Dexter Morgan, portrayed by Michael C. Hall, is a forensic blood splatter analyst who works for the fictitious Miami-Metro Police Department. He brings doughnuts to work in the morning and he’s great with the kids. Oh, and he’s a serial killer.
I’m always a little late when it comes to television series, but better late than never. Erika and I currently are on season 2 of the crime horror show Dexter (2006-2013). Each episode follows Dexter Morgan as he tries to find his identity in a classified world. Eventually the viewer is forced to choose whether or not Dexter’s acts are truly that of a vigilante or of just another psycho. Plot details aside, I thought Dexter made an excellent social example.
“The lion cannot protect himself from traps, and the fox cannot defend himself from wolves. One must therefore be a fox to recognize traps, and a lion to frighten wolves.” – Niccolo Machiavelli
When you approach someone, it’s important to get in their shoes. I mean, really get in their shoes. Who are they? What motivates them? What’s their passion? It only takes a few microseconds for someone to tell you zoned out.
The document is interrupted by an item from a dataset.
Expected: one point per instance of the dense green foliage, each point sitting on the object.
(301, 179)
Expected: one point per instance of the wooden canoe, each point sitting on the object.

Socializing is a craft. Like Dexter Morgan says, a craft takes a lot of time and diligence. Not that I’m saying you should coerce people like Dex, but he’s onto something besides the whole “I’m going to make you repent by killing you” thing. Under the guidance of his father Harry, Dexter learns basic lessons about life. Once he’s reached past the basic level Harry lays out, Dex has to figure out things by himself and learn what they mean in his own way.
Socializing is like that too. You can read all the neat how-to’s, neat tips and tricks that you want, but the truth is you just won’t know how until you actually do it. You’re going to mess up in the beginning and that’s okay. Mistakes are a natural part of how we learn. Sometimes you do or say things and feel embarrassed, but hey, at the end of the day life goes on. For those of us who aren’t particularly social butterflies, those who tend to be more apathetic, socially anxious, and insecure– those feelings of discomfort and uncertainty diminish and eventually fade into the background with practice (I’m currently struggling with public speech and pitching).
When you’re honing your skills, it’s important not to get distracted and focus on the mission, the bigger picture. Once you’ve come out of your shell, resist the urge to shut down. Don’t withdraw back into your own world– that’s too easy. It takes more guts to place yourself in a vulnerable position than to simply be unforgiving. Challenge is what makes us stronger; it builds your character.
Dexter has a lot more at stake than most of us, so his interest lies a lot more in others’ motives and intentions. He puts up performance to protect his facade. As a common person, I think we can learn from his example– but here’s where we have the advantage over Dexter! We can be in touch with our feelings. Lose yourself in a person, a moment, a conversation. Yes, you’ve got your priorities and endless tasks/errands on the to-do list, but for the brief moment that you’re engaged with someone else, it’s like a little break from the ruthless world. You’ll find you have a lot more in common with people than you expect.
While there’s a lot of spoiled and rotten apples out there, you can’t blame its organic-ness. It’s one of those things that sometimes happen over time, or maybe the apple farmer was horrible and never took care of his trees, or maybe you’ll find a new varieties of apples you’ve never heard of before (rotten on the outside, fuji clean on the inside? Who knows). At the end of the day, if you want that crisp, sweet taste of apple lingering in your mouth, it’s a risk worth biting into. I guess it doesn’t hurt to fake it, Dex.